La révision proposée de la loi sur les bourses, mise en consultation jusqu’au 30 avril, tient compte de la réglementation internationale, indique vendredi le Département fédéral des finances (DFF). Le projet permet de ratifier la Convention du Conseil de l’Europe relative au blanchiment, au dépistage, à la saisie et à la confiscation des produits du crime et au financement du terrorisme.

Concrètement, les infractions que sont le délit d’initiés et la manipulation de cours ne devront plus être traitées dans le code pénal, mais dans la loi sur les bourses. Dans les cas les plus graves, ces transgressions devront être considérées comme des infractions préalables au blanchiment d’argent.

Il reviendra au Ministère public de la Confédération de poursuivre les auteurs de délits et au Tribunal pénal fédéral de les juger, la dernière instance étant le Tribunal fédéral. C’est actuellement le DFF qui est en charge des procédures.

Surveillance élargie

Le projet prévoit également d’étendre le cercle des acteurs soumis à la surveillance de la FINMA en ce qui concerne l’interdiction de la manipulation de cours. Il s’agirait désormais de tous ceux qui effectuent des transactions boursières, que ce soit des personnes physiques ou morales comme les caisses de pension et les hedge funds.
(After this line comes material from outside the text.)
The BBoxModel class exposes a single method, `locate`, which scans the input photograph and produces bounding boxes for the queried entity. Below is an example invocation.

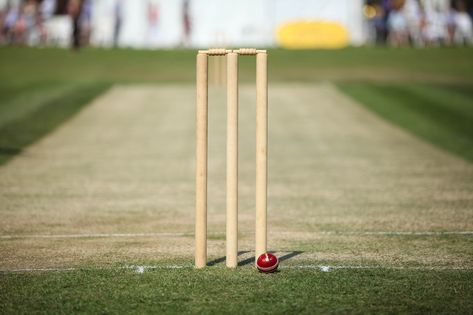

Aujourd’hui, ce sont presque exclusivement les banques et les négociants qui sont assujettis à l’Autorité fédérale de surveillance des marchés financiers (FINMA).

Les participants à la procédure de consultation devront dire si dans cette optique ils veulent une surveillance générale ou limitée à quelques infractions clairement définies. Le comité d’experts qui a rédigé le projet était favorable à la seconde variante, mais le Conseil fédéral a décidé de proposer également la première, plus large, pour être encore plus conforme au droit européen, a expliqué Dina Beti, sous-directrice de l’Administration fédérale des finances.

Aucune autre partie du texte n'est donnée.